The high rate can be explained only in part by obstetric and medical comorbidities and the propensity of older women to have dysfunctional labour. No – they simply mean that maternity services should be aware that older mothers might present these additional complications, and organise around them accordingly. Women carrying more than one baby have an increased risk of anaemia, hypertensive disorders, haemorrhage and postnatal illness. For these women, who are often terminating a much wanted pregnancy, having to go through the induction of labour causes additional distress.
Potentially, this might become one consequence of later motherhood, where women feel that their pregnancy is their last chance to have a child. It is assumed that there is a contradiction between enabling women to avoid having a baby with a congenital anomaly, and supporting parents of children with disabilities. At a general level, the evidence strongly suggests that women are likely to find the process of conceiving, being pregnant, and giving birth more straightforward if they are under 40, and there is little to be gained from denying that this is the case. The likely reality is that more women will have children in their mid to late thirties, and the likely outcome of that is that most pregnancies, births, and babies will be healthy. Women respond, not to journal articles and pronouncements from Royal Colleges, but to their personal circumstances and the experiences of those around them. Again, considering this degree of adverse patient selection, CHR's age-specific cycle outcomes have to be considered nothing but spectacular.

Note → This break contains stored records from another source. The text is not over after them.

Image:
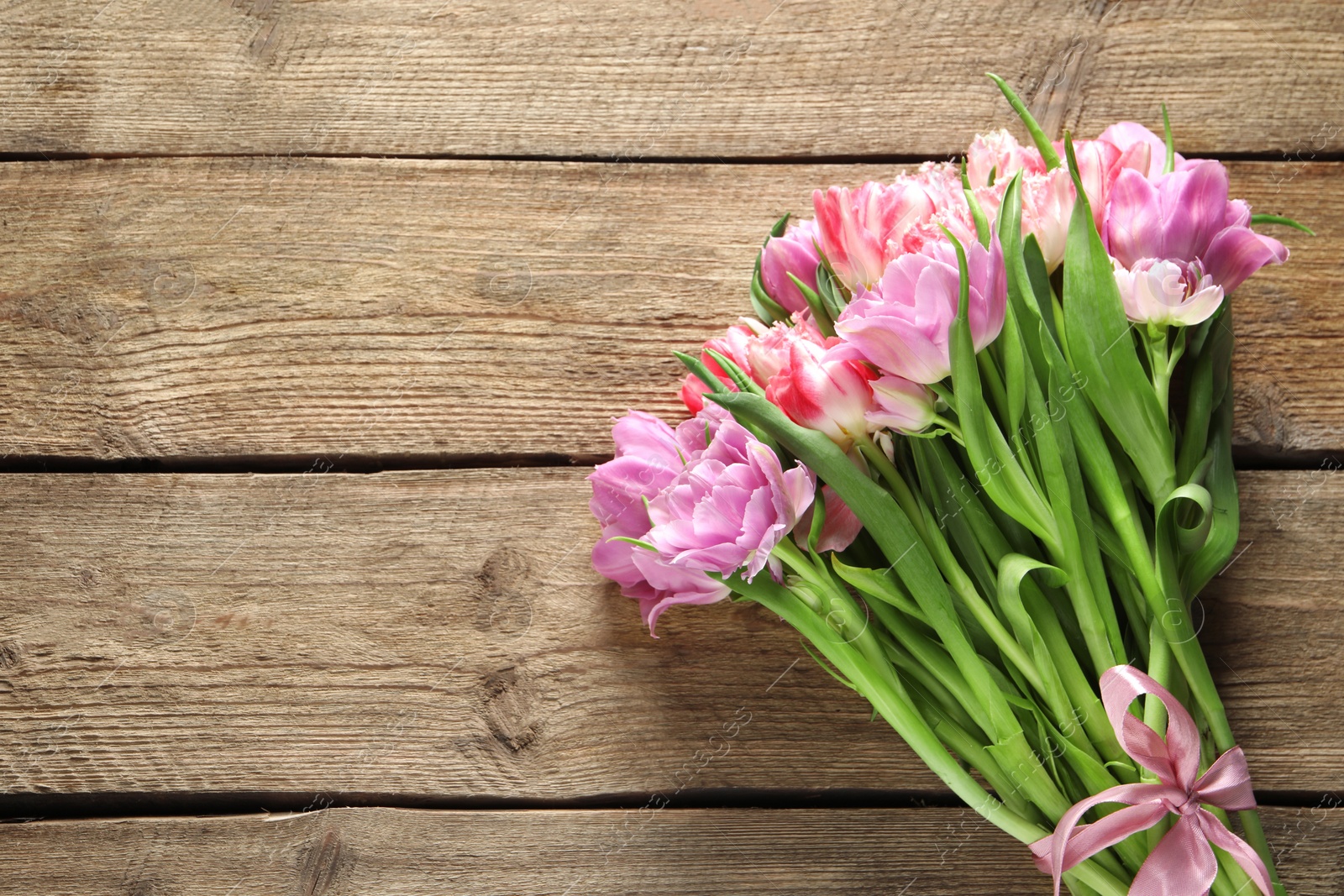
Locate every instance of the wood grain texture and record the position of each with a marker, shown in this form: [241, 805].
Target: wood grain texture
[429, 309]
[443, 636]
[929, 852]
[633, 80]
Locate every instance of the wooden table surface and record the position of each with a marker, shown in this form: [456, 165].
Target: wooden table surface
[313, 316]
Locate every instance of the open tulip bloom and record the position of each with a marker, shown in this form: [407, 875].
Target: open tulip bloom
[945, 450]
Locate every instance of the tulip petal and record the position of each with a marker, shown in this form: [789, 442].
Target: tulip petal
[1194, 204]
[1236, 253]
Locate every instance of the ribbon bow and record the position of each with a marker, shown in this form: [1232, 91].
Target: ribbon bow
[1183, 862]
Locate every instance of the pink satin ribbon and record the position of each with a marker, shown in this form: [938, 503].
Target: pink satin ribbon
[1183, 862]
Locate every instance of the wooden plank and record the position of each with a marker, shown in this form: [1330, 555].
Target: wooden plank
[932, 852]
[427, 309]
[633, 80]
[443, 636]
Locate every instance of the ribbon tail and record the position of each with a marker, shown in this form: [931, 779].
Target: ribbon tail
[1238, 849]
[1182, 864]
[1089, 840]
[1227, 783]
[1053, 848]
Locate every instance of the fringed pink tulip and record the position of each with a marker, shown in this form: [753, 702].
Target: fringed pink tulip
[1167, 293]
[1047, 203]
[839, 528]
[1186, 217]
[729, 506]
[999, 154]
[900, 325]
[864, 228]
[824, 392]
[900, 405]
[648, 458]
[795, 253]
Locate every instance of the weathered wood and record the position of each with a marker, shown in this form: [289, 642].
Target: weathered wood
[423, 309]
[441, 634]
[523, 853]
[635, 80]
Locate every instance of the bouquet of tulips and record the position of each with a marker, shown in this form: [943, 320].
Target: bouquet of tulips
[976, 448]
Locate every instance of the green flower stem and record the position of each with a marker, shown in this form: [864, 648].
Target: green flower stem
[1155, 714]
[909, 723]
[953, 430]
[895, 483]
[1081, 692]
[998, 391]
[1159, 362]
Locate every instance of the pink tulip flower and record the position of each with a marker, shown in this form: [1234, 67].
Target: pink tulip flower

This means that to be included in these statistics, a patient had to have at least one embryo available for transfer. Within each number of embryo transferred, younger patients, of course, will do better than older patients, though the range of difference narrows as women age.
For example, if a woman at retrieval produces no eggs, she, of course, has no chance of pregnancy. This is despite the fact that the percentage of conceptions leading to abortion has generally decreased for women aged 35 and over in the past 20 years, reflecting the trend towards later motherhood.
In other words: women in their thirties might have to try harder to get pregnant, particularly if their partner is also in his late thirties. These women’s choices should be supported in a practical way, through providing care, education and opportunities for disabled babies, children and adults.
These circumstances and experiences suggest to them that having babies in one’s thirties is quite normal.
Early transplantation that decreases or eliminates the need for dialysis can also lessen the occurrence of acute rejection and patient mortality. Policymakers need to be realistic about disability, offering less rhetoric and more practical support.